We have often tried to recover Ralph's reply, but the text is corrupt at this place, the context entirely lost. Experts suspect a palimpsest.

Perhaps we linger overly long on the records; but there is so much called love in the world, which is no love, that there may be some use in dwelling upon the histories of a love which was fresh and tender, sweet and true. It is at once instruction for the young, and for the older folk a cast back into the days that were. If to any it is a mockery or a scorning, so much the worse--for of them who sit in the scorner's chair the doom is written.

Winsome and Ralph walked on into the eye of the day, hand in hand, as was their wont. They crossed the dreary moor, which yet is not dreary when you came to look at it on such a morning as this.

The careless traveller glancing at it as he passed might call it dreary; but in the hollows, miniature lakes glistened, into which the tiny spurs of granite ran out flush with the water like miniature piers.
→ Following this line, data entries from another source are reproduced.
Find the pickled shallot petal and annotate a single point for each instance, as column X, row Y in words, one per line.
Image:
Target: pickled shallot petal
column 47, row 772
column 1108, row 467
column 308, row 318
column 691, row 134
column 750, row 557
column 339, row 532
The wind of the morning waking, rippled on the lakelets, and blew the bracken softly northward. The heather was dark rose purple, the "ling" dominating the miles of moor; for the lavender-grey flush of the true heather had not yet broken over the great spaces of the south uplands.
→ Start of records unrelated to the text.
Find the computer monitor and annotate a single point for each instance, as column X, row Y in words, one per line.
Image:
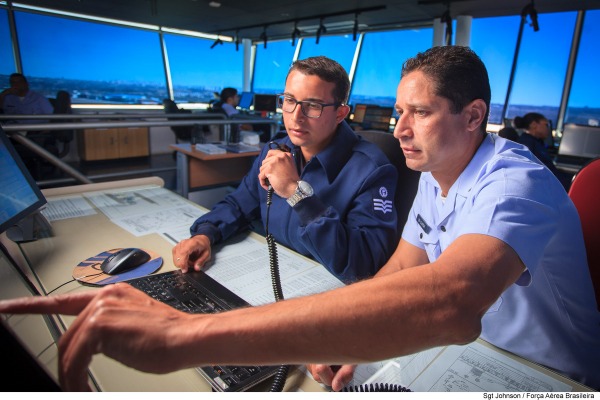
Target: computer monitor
column 377, row 118
column 20, row 196
column 246, row 100
column 359, row 113
column 265, row 103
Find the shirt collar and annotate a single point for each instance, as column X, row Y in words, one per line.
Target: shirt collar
column 338, row 151
column 468, row 177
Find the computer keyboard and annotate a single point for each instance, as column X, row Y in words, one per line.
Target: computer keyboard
column 195, row 292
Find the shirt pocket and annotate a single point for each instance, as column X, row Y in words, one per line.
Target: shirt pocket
column 431, row 244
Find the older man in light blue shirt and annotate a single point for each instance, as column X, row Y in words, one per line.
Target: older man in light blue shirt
column 548, row 315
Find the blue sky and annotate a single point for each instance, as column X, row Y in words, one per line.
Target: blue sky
column 103, row 52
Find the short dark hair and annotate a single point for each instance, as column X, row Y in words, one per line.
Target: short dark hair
column 527, row 119
column 328, row 70
column 227, row 93
column 458, row 73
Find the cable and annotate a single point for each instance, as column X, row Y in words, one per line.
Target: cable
column 283, row 370
column 376, row 387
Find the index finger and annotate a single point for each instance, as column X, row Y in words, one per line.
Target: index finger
column 69, row 304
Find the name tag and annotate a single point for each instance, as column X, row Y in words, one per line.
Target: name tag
column 423, row 224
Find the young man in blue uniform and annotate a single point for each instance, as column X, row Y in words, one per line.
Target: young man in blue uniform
column 333, row 190
column 492, row 248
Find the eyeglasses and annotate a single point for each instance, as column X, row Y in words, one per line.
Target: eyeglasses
column 311, row 109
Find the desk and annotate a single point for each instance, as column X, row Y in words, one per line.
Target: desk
column 52, row 260
column 196, row 169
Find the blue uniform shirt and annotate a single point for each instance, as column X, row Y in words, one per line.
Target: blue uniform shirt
column 549, row 315
column 349, row 225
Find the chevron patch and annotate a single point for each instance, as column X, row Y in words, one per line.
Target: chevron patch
column 385, row 206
So their feet dragged slower as they drew near to that spot where they knew they must part. There was no thought of going back. There was even little of pain.

Perfect love had done its work. All frayed and secondhand loves may be made ashamed by the fearlessness of these two walking to their farewell trysting-place, lonely amid the world of heather. Only daft Jock Gordon above them, like a jealous scout, scoured the heights--sometimes on all-fours, sometimes bending double, with his long arms swinging like windmills, scaring even the sheep and the deer lest they should come too near. Overhead there was nothing nearer them than the blue lift, and even that had withdrawn itself infinitely far away, as though the angels themselves did not wish to spy on a later Eden. It was that midsummer glory of love-time, when grey Galloway covers up its flecked granite and becomes a true Purple Land.

If there be a fairer spot within the four seas than this fringe of birch-fringed promontory which juts into westernmost Loch Ken, I do not know it. Almost an island, it is set about with the tiniest beaches of white sand. From the rocks that look boldly up the loch the heather and the saxifrage reflect themselves in the still water. To reach it Winsome led Ralph among the scented gall-bushes and bog myrtle, where in the marshy meadows the lonely grass of Parnassus was growing. Pure white petals, veined green, with spikelets of green set in the angles within, five-lobed broidery of daintiest gold stitching, it shone with so clear a presage of hope that Ralph stooped to pick it that he might give it to Winsome.